I was exposed to some of this as a teenager due to a (now dead) family member being heavily into telecoms. You could receive and process POCSAG (the protocol used by paging systems) to pretty much read the entire stream of unencrypted, plain text pager messages going out over the wire. You could also reprogram a generic pager to receive pages for whatever number you liked. You could also transmit your own POCSAG and send any number a page (only within your transmission range).

SMS was also a bit like this in its early days and you could read them coming off the local cell (also true of calls at a certain time, but I didn't see much of this).

I just did a quick search and apparently many pagers in the UK are still running cleartext POCSAG! https://www.reddit.com/r/RTLSDR/comments/1asnchu/are_uk_page...

  • Yeah POCSAG is not encrypted here in the UK. You can still see all the emergency information from around the country unencrypted in realtime. They even broadcast the details of the emergency and a lot of times it's not nice. You do/did get some bird watching sightings though!

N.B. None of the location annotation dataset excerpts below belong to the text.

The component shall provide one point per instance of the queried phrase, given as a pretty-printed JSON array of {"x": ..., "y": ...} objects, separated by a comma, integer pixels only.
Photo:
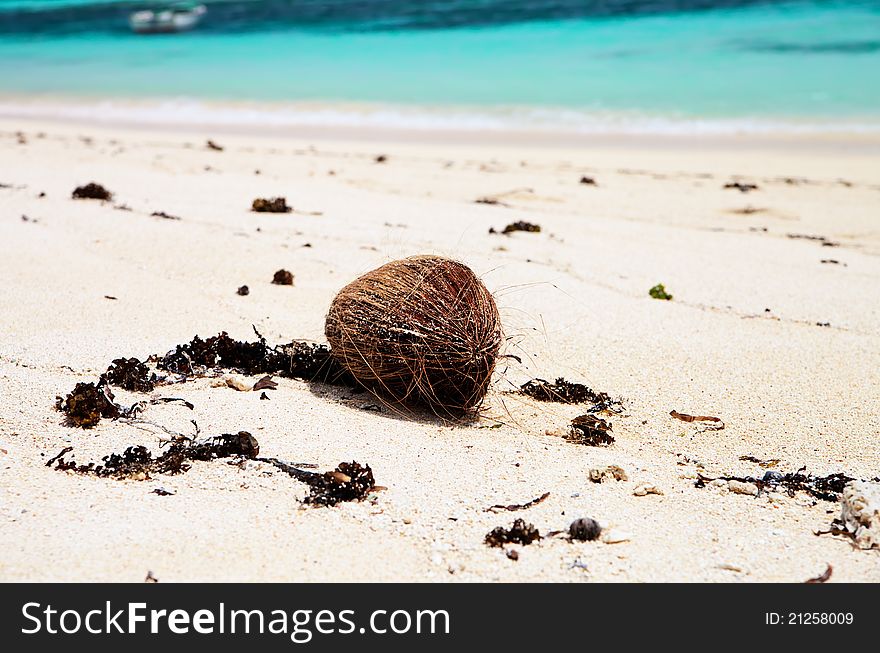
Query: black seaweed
[
  {"x": 283, "y": 278},
  {"x": 271, "y": 205},
  {"x": 519, "y": 533},
  {"x": 139, "y": 464},
  {"x": 590, "y": 430},
  {"x": 584, "y": 529},
  {"x": 129, "y": 374},
  {"x": 348, "y": 482},
  {"x": 300, "y": 360},
  {"x": 824, "y": 488},
  {"x": 521, "y": 225},
  {"x": 92, "y": 191},
  {"x": 741, "y": 187},
  {"x": 565, "y": 392},
  {"x": 87, "y": 404}
]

  • This is still the case today in the US, plenty of pager systems run POCSAG or near equivalents. There is no conditional access or encryption of any kind. Receiving such signals is notionally criminal, but I'm unaware of any prosecutions for such a thing.

```… the pipe was so fast, you could only pcap if you had a SCSI hard drive!```

This is why NSA asked for (and got from SGI) a guranteed rate I/O API - to make sure that whstever the signal intelkigence platform sensors captured could be written to storage.